Resistance And Tradition

01 Feb - 23 Jun 2013

Ai Weiwei
Descending Light, 2007
View of the exhibition at CAAC
AI WEIWEI. RESISTANCE AND TRADITION
1 February - 23 June 2013

Curators: Luisa Espino y Juan Antonio Álvarez Reyes
Exhibition Session: Surround Action: Conceptual Peripheries

Different manifestations within the aesthetics of resistance have forged diverse paths of knowledge in the artistic developments of recent decades. One might argue that Ai Weiwei embodies one of the variants of this aesthetics, in a sense not far removed from what Hal Foster defined as the postmodernism of resistance: that which examines issues related to language and representation in a political light. In this respect, his work stems from the formal and linguistic tradition of minimal and conceptual art, even though it ultimately and deliberately perverts the outcome.

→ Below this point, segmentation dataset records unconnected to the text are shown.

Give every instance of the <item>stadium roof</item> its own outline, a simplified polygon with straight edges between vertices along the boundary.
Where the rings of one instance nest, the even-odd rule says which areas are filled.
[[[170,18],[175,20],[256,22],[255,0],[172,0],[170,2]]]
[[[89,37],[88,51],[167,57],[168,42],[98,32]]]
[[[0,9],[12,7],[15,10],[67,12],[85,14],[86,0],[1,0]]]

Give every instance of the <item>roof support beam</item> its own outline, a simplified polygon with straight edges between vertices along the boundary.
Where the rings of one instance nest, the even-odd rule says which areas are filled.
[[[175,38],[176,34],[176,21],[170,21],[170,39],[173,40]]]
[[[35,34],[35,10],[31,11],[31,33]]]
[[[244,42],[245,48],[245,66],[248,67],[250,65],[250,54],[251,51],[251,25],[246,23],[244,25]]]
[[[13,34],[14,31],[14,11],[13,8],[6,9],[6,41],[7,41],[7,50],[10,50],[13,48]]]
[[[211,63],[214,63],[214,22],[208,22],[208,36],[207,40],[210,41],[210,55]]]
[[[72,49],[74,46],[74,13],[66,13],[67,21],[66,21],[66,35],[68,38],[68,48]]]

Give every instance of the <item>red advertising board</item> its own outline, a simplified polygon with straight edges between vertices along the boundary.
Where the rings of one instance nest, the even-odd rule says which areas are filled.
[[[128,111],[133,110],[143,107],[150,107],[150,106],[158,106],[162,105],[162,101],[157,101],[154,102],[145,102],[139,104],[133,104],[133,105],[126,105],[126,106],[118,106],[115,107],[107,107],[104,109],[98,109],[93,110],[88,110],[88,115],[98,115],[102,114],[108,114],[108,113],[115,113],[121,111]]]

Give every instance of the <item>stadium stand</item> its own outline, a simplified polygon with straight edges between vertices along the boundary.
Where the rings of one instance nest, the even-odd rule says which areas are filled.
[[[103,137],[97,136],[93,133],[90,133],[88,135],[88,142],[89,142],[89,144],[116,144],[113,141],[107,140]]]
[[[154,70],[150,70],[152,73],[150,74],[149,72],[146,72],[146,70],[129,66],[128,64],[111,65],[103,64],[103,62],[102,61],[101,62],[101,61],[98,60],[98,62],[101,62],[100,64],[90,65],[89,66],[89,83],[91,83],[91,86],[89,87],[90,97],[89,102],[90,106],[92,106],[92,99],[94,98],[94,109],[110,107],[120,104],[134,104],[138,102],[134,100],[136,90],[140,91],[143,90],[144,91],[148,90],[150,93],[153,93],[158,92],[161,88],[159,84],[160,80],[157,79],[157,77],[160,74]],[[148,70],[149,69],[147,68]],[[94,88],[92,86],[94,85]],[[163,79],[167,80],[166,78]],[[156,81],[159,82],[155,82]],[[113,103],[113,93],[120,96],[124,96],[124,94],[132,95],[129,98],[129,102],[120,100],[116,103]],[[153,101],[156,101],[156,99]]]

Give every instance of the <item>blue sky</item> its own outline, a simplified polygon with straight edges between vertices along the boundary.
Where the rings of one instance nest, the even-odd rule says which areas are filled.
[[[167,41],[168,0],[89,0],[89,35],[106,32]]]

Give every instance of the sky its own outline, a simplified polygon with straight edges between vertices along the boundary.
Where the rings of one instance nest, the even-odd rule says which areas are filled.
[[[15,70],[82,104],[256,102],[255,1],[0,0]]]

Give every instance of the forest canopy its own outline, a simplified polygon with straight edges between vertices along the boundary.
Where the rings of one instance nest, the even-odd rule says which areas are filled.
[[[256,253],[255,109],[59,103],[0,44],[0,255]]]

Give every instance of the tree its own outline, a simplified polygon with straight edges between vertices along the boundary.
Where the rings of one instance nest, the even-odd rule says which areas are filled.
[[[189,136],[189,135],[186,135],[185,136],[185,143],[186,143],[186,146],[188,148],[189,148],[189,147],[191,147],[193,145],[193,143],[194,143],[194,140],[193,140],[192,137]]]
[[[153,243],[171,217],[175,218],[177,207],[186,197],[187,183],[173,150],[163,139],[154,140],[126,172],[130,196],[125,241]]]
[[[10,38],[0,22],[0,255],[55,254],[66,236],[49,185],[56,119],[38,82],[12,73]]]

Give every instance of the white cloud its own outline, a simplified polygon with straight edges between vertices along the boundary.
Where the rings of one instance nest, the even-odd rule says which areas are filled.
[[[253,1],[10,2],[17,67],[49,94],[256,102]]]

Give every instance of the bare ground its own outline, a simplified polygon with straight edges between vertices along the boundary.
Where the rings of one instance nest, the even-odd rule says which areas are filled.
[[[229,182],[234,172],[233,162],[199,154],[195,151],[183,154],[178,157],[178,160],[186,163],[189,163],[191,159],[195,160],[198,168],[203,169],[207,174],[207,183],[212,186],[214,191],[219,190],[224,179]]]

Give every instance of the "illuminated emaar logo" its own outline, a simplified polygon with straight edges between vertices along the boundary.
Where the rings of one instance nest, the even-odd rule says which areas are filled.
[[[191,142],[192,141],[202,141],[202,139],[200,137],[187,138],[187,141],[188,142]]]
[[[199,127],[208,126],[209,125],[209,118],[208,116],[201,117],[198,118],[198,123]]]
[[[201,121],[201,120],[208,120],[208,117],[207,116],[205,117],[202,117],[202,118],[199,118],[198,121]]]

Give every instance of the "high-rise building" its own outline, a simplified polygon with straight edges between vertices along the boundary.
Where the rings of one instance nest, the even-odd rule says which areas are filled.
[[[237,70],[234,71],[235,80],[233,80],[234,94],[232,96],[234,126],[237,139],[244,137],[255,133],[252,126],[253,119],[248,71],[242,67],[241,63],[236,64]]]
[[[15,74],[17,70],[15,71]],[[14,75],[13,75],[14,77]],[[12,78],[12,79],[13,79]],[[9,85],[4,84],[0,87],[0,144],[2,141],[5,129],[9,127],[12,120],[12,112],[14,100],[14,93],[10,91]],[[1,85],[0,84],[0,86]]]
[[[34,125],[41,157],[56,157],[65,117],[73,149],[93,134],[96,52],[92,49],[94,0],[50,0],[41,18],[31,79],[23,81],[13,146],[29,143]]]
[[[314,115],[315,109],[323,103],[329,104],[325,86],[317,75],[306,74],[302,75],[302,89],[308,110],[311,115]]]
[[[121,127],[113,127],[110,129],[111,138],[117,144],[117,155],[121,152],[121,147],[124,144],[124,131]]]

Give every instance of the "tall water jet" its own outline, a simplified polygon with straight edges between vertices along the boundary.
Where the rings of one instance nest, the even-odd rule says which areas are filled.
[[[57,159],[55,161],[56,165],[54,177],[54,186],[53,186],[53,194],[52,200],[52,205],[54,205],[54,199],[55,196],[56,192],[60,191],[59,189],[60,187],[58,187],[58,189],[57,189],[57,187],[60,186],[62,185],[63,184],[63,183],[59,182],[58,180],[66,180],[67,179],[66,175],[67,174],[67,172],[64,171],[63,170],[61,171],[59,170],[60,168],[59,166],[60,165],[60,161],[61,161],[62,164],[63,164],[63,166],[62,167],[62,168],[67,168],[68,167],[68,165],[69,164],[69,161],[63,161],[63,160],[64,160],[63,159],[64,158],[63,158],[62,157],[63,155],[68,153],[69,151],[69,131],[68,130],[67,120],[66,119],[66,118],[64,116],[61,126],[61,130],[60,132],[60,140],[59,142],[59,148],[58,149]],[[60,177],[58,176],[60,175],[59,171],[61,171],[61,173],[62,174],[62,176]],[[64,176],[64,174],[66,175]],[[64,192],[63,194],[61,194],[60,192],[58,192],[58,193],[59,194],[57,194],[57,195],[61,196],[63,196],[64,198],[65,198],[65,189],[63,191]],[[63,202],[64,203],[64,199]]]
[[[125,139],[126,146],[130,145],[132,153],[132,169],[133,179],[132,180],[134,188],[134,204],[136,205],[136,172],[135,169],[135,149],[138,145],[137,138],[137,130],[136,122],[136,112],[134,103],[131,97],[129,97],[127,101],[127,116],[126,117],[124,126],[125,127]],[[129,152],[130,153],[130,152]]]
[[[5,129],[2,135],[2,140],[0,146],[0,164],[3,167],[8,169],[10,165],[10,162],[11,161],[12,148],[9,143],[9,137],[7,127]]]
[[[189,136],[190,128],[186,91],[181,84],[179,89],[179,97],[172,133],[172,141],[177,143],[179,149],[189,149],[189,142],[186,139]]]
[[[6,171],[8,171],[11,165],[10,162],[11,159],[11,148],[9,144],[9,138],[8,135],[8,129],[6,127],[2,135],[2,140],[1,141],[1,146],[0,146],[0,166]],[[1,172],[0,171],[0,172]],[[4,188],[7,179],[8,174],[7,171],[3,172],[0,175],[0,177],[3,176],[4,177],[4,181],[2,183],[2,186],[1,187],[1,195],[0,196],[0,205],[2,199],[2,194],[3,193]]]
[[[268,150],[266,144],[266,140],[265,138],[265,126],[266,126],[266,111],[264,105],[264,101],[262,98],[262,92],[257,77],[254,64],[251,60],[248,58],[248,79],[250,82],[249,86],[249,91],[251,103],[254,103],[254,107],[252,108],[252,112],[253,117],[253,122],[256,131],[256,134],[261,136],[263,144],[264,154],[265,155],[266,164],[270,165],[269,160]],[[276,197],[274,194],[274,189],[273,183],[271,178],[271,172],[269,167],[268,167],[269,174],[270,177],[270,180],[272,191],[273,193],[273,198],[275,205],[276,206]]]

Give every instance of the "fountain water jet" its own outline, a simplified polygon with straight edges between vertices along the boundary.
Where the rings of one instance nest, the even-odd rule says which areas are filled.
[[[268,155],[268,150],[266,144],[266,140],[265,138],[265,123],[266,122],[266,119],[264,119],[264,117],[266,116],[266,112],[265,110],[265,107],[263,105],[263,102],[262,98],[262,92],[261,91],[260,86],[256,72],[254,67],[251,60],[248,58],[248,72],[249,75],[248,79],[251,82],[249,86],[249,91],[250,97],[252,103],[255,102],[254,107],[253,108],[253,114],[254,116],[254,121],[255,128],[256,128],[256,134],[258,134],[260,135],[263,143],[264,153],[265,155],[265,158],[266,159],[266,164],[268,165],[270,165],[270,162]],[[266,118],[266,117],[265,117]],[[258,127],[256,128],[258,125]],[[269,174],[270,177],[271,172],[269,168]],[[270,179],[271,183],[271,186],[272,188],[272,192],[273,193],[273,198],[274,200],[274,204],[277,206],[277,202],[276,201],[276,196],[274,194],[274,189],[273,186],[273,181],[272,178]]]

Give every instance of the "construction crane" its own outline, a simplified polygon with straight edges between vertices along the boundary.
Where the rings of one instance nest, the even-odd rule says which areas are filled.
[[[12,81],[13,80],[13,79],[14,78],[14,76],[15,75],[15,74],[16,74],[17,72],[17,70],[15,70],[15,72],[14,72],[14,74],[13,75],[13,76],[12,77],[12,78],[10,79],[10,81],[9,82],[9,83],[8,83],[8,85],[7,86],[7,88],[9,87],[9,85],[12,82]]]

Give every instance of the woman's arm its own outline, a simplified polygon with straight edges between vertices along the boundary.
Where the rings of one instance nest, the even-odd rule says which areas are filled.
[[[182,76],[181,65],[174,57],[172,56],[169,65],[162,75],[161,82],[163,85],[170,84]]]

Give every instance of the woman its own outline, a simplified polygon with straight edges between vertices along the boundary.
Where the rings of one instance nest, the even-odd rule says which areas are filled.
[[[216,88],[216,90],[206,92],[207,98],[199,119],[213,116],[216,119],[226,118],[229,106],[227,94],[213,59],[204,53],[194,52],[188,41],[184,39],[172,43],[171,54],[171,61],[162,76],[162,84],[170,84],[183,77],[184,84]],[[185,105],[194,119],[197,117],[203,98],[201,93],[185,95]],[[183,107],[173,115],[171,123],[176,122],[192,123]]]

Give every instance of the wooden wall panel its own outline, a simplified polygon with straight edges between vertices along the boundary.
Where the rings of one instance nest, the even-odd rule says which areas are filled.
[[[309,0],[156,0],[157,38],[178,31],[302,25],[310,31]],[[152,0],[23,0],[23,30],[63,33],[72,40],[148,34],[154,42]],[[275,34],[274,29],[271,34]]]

However, as David Harvey noted, it is culturally impossible to separate the components of the time-space equation. Consequently, when approaching Ai Weiwei's work one must be conscious of the time and space in which it emerged: the time of state capitalism during the profound geopolitical changes that have swept across China in recent decades, the same years in which Ai Weiwei created his oeuvre. The vast majority of his creations therefore partakes of that political time and that cultural space and, like them, exists in a state of constant and dramatic transformation. This is one of his defining traits: he uses and perverts the Chinese cultural tradition and the Western artistic tradition as acts of political resistance, employing whatever tools he finds useful for that purpose, regardless of the tradition to which they pertain, and combining them with the singular ingredient of speed in the use of the social networks that informational capitalism, to borrow the term coined by Manuel Castells, has provided.

Culturally speaking, the exhibition at the Centro Andaluz de Arte Contemporáneo is rooted in a concrete time and space: on the one hand, our contemporaneity, the turbulent geopolitical time in which we now find ourselves; and on the other, our own physical space, the old Carthusian monastery with its historical echoes of colonial expansion that was converted into a Chinese porcelain and ceramics factory in the 19th century. For this reason, the artist's ceramic pieces have pride of place in this show, in an attempt to understand what Roger Buergel described at documenta 12-in which Ai Weiwei actively participated-as the migration of forms.